2.6 Geometrical Aspects

Distance

Let $x,y\in \mathbb{R}^p$. A distance $d$ is defined as a function

\begin{displaymath}d: \mathbb{R}^{2p}\to \mathbb{R}_+ \quad \textrm{which fulfil...
...(x,y)\le d(x,z)+d(z,y) & \forall x,y,z\\
\end{array}\right. . \end{displaymath}

A Euclidean distance $d$ between two points $x$ and $y$ is defined as

\begin{displaymath}
d^2(x,y)=(x-y)^{T} \data{A}(x-y)
\end{displaymath} (2.32)

where $\data{A}$ is a positive definite matrix $ (\data{A}>0) $. $\data{A}$ is called a metric.

EXAMPLE 2.10   A particular case is when $\data{A}=\data{I}_p$, i.e.,
\begin{displaymath}
d^2 (x,y)=\sum_{i=1}^p {(x_i-y_i)}^2.
\end{displaymath} (2.33)

Figure 2.1 illustrates this definition for $p=2$.
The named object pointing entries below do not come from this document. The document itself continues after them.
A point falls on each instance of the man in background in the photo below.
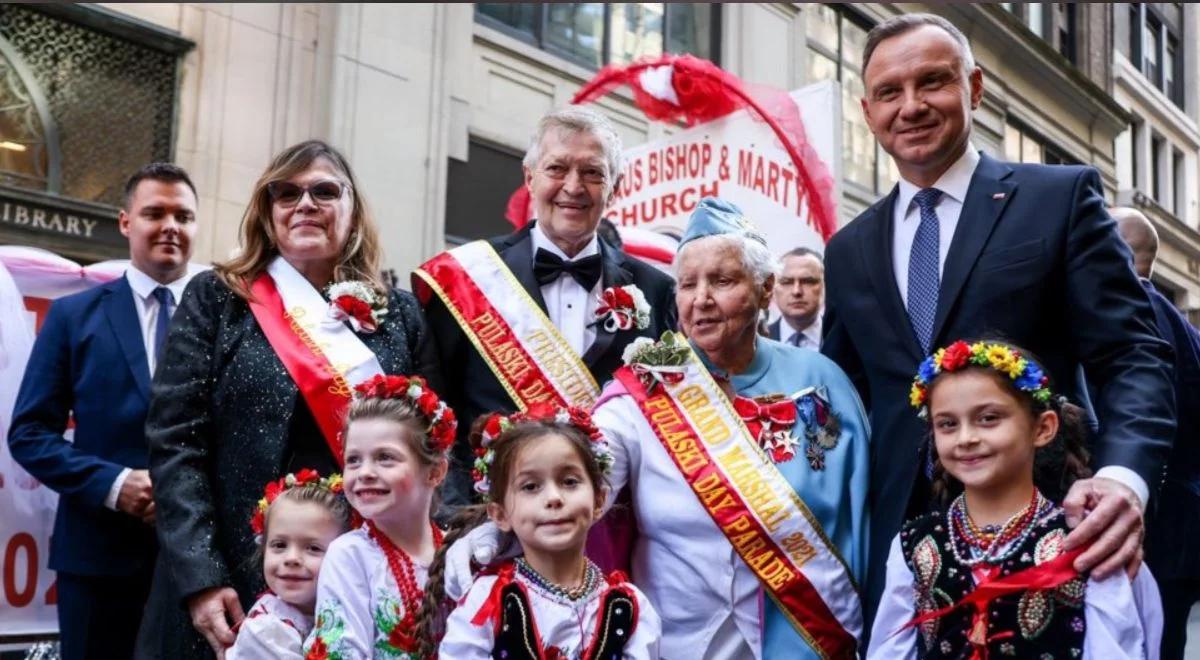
(1173, 544)
(93, 361)
(799, 295)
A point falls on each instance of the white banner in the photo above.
(737, 159)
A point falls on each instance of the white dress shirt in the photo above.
(147, 306)
(810, 337)
(954, 184)
(569, 306)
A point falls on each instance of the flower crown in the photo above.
(441, 417)
(1025, 373)
(306, 477)
(497, 425)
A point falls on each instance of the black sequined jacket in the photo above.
(225, 420)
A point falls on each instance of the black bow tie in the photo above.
(549, 268)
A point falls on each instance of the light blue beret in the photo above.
(714, 217)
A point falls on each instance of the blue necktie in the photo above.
(923, 276)
(166, 299)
Note that the sets $E_d=\{x \in \mathbb{R}^p \mid (x-x_0)^{\top}(x-x_0)=d^2 \}$ , i.e., the spheres with radius $d$ and center $x_0$, are the Euclidean ${\data{I}}_p$ iso-distance curves from the point $x_0$ (see Figure 2.2).

Figure 2.1: Distance $d$.
\includegraphics[width=0.7\defepswidth]{fig341.ps}

Figure 2.2: Iso-distance sphere.
\includegraphics[width=0.7\defepswidth]{fig342.ps}

The more general distance (2.32) with a positive definite matrix $\data{A} \ (\data{A}>0)$ leads to the iso-distance curves

\begin{displaymath}
E_d =\{ x \in \mathbb{R}^p \mid (x-x_0)^{\top}\data{A}(x-x_0)=d^2 \},
\end{displaymath} (2.34)

i.e., ellipsoids with center $x_0$, matrix $\data{A}$ and constant $d$ (see Figure 2.3).

Figure 2.3: Iso-distance ellipsoid.
\includegraphics[width=1.4\defepswidth]{fig343.ps}

Let $\gamma_1 , \gamma_2 ,..., \gamma_p$ be the orthonormal eigenvectors of $\data{A}$ corresponding to the eigenvalues $\lambda_1 \ge \lambda_2
\ge ... \ge \lambda_p$. The resulting observations are given in the next theorem.

THEOREM 2.7  
(i)
The principal axes of $E_d$ are in the direction of $\gamma_i ; \
i=1,\ldots,p$.
(ii)
The half-lengths of the axes are $\sqrt{ \frac{d^2} {\lambda_i} }$; $i = 1,\ldots ,p$.
(iii)
The rectangle surrounding the ellipsoid $E_d$ is defined by the following inequalities:

\begin{displaymath}
x_{0i} - \sqrt{d^2 a^{ii}} \le x_i \le x_{0i} + \sqrt{d^2 a^{ii}},
\quad
i=1,\ldots,p,
\end{displaymath}

where $a^{ii}$ is the $(i,i)$ element of $\data{A}^{-1}$. By the rectangle surrounding the ellipsoid $E_d$ we mean the rectangle whose sides are parallel to the coordinate axis.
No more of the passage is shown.